“Ahsoka,” the much anticipated Rosario Dawson vehicle, certainly relies on affinity to previously depicted characters to power its initial emotional arcs. So if you’re not already invested in Sabine Wren, Ezra Bridger, Hera Syndulla, and other characters from previous stories like the Star Wars animated show “Rebels,” you may be adrift for the first two episodes.
This new Disney+ series opens with two Force-sensitive human villains (Ray Stevenson as Baylan Skoll and Ivanna Sakhno as Shin Hati) freeing Morgan Elsbeth (Diana Lee Inosanto), who had been previously delivered to the Rebellion by Ahsoka for safekeeping. When we first see our heroine, she’s looking for a map to major “Rebels” villain Grand Admiral Thrawn, who Morgan Elsbeth is also seeking and is presumably with Ezra. Ahoska gets the map but needs help making sense of it. With encouragement from Hera Syndulla (Mary Elizabeth Winstead), Ahsoka enlists her former Padawan Sabine (Natasha Liu Bordizzo) to help.
Casual Star Wars fans may be forgiven for not having seen every installment and perhaps being a little lost at the start of “Ahsoka.” (Consider it punishment for not being loyal enough.) Still, “Ahsoka” has classic Star Wars stylistic flourishes, like how the show opens with that famous scrolling text—but with a more serious red this time. Early on, we’re also reminded of the franchise’s lore, from how each lightsaber is unique to its owner to Ahsoka’s days as the padawan of a pre-Darth Vader Anakin Skywalker.

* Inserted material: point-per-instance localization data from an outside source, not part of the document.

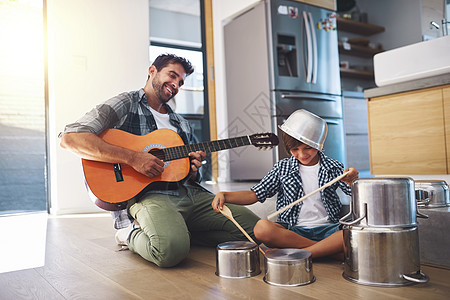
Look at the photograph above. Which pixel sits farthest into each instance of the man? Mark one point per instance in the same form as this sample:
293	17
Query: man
160	224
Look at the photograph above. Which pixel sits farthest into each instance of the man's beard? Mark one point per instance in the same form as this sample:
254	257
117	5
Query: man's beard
159	89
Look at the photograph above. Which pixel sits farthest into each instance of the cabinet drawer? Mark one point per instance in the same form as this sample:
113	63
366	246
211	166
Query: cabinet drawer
407	133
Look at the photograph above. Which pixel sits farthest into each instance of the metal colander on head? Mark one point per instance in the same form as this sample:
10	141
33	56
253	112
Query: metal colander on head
306	127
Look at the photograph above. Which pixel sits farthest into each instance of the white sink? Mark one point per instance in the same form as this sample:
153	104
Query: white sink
416	61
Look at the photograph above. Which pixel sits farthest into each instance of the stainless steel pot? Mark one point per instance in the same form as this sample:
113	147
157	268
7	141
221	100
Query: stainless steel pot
432	193
382	256
288	267
306	127
237	259
383	202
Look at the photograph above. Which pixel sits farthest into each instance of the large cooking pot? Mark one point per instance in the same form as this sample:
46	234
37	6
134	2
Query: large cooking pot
383	202
288	267
382	256
432	193
237	259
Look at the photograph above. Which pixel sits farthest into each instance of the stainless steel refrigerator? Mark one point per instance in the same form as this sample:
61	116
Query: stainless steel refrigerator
280	56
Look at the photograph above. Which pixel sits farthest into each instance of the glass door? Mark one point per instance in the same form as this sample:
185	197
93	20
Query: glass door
22	107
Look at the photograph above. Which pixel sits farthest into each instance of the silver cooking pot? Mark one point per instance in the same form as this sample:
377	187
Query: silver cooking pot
382	256
383	202
288	267
432	193
237	259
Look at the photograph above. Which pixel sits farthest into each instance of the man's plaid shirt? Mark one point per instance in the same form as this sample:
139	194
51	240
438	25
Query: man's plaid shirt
284	179
129	112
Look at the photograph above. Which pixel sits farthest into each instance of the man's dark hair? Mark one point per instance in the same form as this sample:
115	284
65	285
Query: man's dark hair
165	59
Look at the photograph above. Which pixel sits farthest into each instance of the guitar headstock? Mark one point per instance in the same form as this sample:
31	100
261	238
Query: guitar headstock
264	140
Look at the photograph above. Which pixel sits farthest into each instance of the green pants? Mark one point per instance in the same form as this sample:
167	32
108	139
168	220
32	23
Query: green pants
168	225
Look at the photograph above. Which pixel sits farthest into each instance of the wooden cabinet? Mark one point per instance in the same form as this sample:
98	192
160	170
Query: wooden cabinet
446	97
328	4
408	132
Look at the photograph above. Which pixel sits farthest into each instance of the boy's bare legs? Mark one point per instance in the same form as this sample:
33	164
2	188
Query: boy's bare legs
275	235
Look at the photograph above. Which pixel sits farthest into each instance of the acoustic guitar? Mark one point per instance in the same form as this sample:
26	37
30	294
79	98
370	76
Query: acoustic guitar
112	185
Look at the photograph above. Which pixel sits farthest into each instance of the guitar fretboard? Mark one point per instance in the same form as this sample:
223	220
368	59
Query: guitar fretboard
173	153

From the first two episodes made available to critics, it’s hard to tell where “Ahsoka” falls in the Star Wars universe. It appears to lack the political aspirations of “Andor,” an exposé of how fascism rises and affects the fates of immigrants when it does. “Ahsoka” doesn’t have much of that, only a slight note about how greed, not loyalty, wins people over to the Empire. It also is missing the madcap fun of “The Mandalorian.” There’s no monster of the week or cutesy sidekicks here.

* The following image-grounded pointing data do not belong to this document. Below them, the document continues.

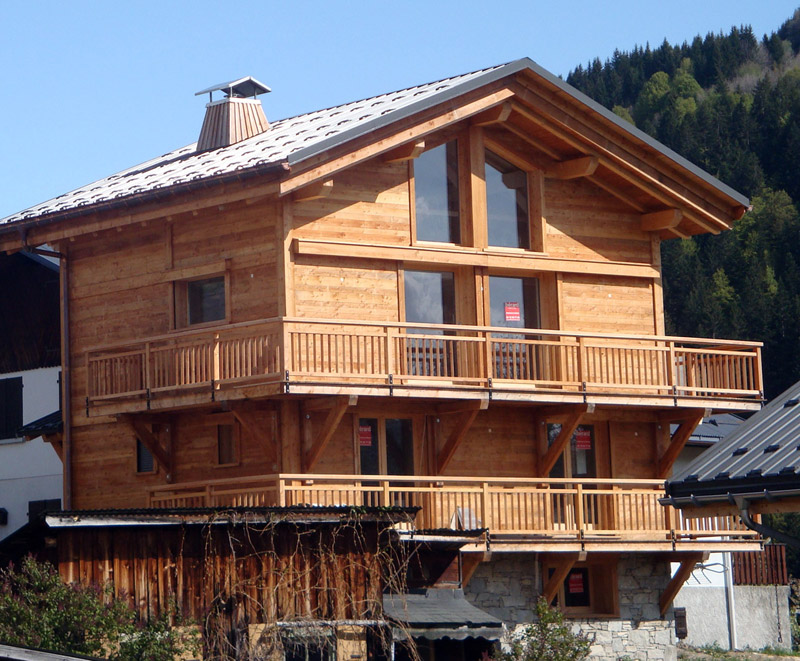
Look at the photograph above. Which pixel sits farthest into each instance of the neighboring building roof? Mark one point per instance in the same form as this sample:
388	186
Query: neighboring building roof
714	429
438	613
48	424
759	459
291	141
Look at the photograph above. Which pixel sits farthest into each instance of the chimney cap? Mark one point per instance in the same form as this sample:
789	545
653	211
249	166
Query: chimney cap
247	86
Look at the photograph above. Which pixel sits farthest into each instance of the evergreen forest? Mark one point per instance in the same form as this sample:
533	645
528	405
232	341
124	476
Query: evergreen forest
731	104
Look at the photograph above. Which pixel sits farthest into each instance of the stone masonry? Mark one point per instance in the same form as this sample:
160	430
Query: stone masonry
509	586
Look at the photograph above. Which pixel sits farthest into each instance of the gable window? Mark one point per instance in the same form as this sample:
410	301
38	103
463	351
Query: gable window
201	301
144	459
506	203
436	195
10	407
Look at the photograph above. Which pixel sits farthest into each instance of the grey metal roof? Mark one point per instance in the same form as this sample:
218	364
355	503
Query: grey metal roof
763	453
294	140
441	612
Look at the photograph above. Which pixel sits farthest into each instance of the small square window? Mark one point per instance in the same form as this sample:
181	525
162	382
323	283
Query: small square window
200	301
10	407
226	445
144	459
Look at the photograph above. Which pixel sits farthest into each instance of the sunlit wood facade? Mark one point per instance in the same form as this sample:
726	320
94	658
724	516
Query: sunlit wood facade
460	312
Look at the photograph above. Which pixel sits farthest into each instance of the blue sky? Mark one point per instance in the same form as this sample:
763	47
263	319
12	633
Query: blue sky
93	87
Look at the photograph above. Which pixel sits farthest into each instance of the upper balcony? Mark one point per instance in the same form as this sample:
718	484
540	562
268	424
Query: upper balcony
313	356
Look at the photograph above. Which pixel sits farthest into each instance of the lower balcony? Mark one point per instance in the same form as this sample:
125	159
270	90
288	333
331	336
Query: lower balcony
308	356
533	514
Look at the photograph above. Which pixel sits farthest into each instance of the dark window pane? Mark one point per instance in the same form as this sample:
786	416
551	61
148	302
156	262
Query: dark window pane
430	297
368	446
576	589
144	458
226	449
399	447
436	194
10	407
205	300
506	203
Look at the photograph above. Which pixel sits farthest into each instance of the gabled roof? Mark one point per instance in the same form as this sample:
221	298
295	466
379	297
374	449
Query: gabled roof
760	458
290	142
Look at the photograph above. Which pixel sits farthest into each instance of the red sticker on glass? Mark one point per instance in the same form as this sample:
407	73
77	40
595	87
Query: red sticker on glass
512	311
575	583
583	439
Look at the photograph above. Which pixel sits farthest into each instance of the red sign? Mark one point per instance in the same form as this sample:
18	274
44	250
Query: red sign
575	583
512	311
583	439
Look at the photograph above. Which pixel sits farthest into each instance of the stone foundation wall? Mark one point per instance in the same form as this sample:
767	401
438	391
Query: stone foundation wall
509	586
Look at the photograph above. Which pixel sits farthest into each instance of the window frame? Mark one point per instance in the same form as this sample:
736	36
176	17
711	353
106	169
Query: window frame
180	301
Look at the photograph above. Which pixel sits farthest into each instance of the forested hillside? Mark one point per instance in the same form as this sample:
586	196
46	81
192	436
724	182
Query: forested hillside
731	104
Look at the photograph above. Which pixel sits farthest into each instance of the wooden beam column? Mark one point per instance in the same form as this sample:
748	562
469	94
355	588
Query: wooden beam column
468	412
337	407
562	569
678	440
681	576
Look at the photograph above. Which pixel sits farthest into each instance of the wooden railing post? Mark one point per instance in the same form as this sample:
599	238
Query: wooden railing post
489	357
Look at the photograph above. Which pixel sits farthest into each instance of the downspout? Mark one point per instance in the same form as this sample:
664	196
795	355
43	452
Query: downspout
66	401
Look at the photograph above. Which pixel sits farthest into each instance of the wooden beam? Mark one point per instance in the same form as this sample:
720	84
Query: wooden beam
678	440
151	442
339	406
577	167
249	422
493	116
666	219
681	576
561	572
407	152
554	451
314	191
463	424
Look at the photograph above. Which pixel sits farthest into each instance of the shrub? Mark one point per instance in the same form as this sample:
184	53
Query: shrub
37	609
547	639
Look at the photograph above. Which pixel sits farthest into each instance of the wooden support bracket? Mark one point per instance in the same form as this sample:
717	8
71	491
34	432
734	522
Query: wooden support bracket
577	167
314	191
407	152
467	417
656	221
249	421
338	407
681	576
567	429
493	116
676	444
562	569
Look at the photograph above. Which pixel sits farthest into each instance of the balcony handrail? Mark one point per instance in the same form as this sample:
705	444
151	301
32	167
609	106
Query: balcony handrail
444	479
211	330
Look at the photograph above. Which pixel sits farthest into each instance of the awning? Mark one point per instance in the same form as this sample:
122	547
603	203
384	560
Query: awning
439	613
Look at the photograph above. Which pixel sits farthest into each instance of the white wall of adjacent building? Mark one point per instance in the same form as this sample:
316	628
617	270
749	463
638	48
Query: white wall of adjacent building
30	470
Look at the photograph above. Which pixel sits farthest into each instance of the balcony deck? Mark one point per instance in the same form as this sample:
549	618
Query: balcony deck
279	356
533	514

Instead, we have Ahsoka herself, a compelling character and enigma in the Star Wars universe. She is both part of the central Darth Vader/Luke/Leia tale and separate from it, a Jedi by training but one that left before completing her training.
She’s also visibly not human, a rarity for a Star Wars protagonist. And a woman of color, too. As such, Rosario Dawson fills her head tails well. She moves and speaks slowly and purposefully. Ahsoka is a hero who will not be rushed, and who is clear in her sense of self and place in the universe.
Of course, that doesn’t mean she can’t go quickly when needed. Plenty of fun action sequences in “Ahsoka” let us watch Dawson’s character wield her two white lightsabers with purpose, speed, and precision.
Will that be enough to power a full series? It’s unclear from the first two episodes, but the myth of the character and Dawson’s performance gives enough reason to tune in. We’ve been waiting for it long enough.
When the Vanity Fair cover dropped last year featuring Dawson, Diego Luna (“Andor”), and Pedro Pascal (“The Mandalorian”), it felt like Latinos had arrived, conquering the galaxy, far, far away, and our imaginations back on Earth too. But the truth has been a bit more complicated as their characters aren’t Latino per se—how could they be when they’re from different worlds altogether?
For Dawson as Ahsoka, it’s even more fraught. Luna kept his Mexican accent in “Andor,” while the planet of Mandalor could be read as a Latin American country decimated by empirical greed like Pascal’s own Chile. But Ahsoka’s backstory is more Star Wars legend than any geopolitical reality on Earth.
Then there’s the matter of her body paint. She’s orange from head to toe, the beauty of her natural skin tone obscured. As when Lupita Nyong’o plays Maz in this universe, or Zoe Saldaña becomes green (“Guardians of the Galaxy”) or blue (“Avatar”) in other galaxies, it seems no matter how far some creators place their imagined societies, they can still only depict Black women as others—never fully human.
Of course, it does matter that Ahsoka is no longer a side character. She’s the titular hero in an expensive and well-marketed franchise. As such, her show is an arrival of sorts. Here we have an Afro-Latina woman holding the screen and our attention like she was born for the role. And maybe she was. We’ll have to see more where “Ahsoka” takes Dawson next to find out.
Two episodes of “Ahsoka” were screened for review. “Ahsoka” premieres on Disney+ on August 23, 2023.